With the implementation of major aircraft structures fabricated from carbon-fiber-reinforced plastic (CFRP) materials, lightning protection has become a more complicated issue to solve. One widely used material for lightning strike protection of CFRP structures within the aerospace industry is expanded metal foil (EMF). EMF is currently used in both military and commercial passenger aircraft.
An issue that has historically been an area of concern with EMF is micro cracking of paint on the composite structure, which can result in corrosion of the metal foil and subsequent loss of conductivity. Researchers from Boeing Research and Technology (BR&T) examined the issues of stress and displacement in the composite structure layup, which contribute to paint cracking caused by aircraft thermal cycling (i.e., ground-to-air-to-ground flight cycle).
There are several contributors to the stress buildup, including the paint, primer, corrosion-isolation layer, surfacer, EMF, and the underlying composite substructure. BR&T focused primarily on the EMF contribution to the cracking mechanism, with computer-modeling analysis performed using commercially available COMSOL Multiphysics software that was supported by data from limited experimental testing.
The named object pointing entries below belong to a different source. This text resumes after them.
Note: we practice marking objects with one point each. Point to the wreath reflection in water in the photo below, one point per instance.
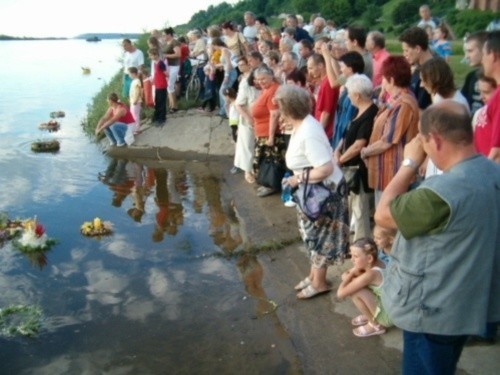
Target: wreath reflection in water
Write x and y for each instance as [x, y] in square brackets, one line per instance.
[20, 320]
[33, 237]
[96, 228]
The temperature cycle of the layers was simulated using a coefficient of thermal expansion (CTE) model developed with the software. The simulation allows determination of the thermal stress and displacements that result. Though the full complexity of crack genesis is not included, some insight can be gained regarding what the sensitive parameters of the EMF may be and the variations that can be employed to mitigate the resulting stress and displacements that lead to cracking.
Of particular interest are the EMF width, height, aspect ratio, composition—aluminum (Al) or copper (Cu)—and surface layup structure. In the case of Al used for EMF, fiberglass is needed between the aluminum and the structure to prevent galvanic corrosion.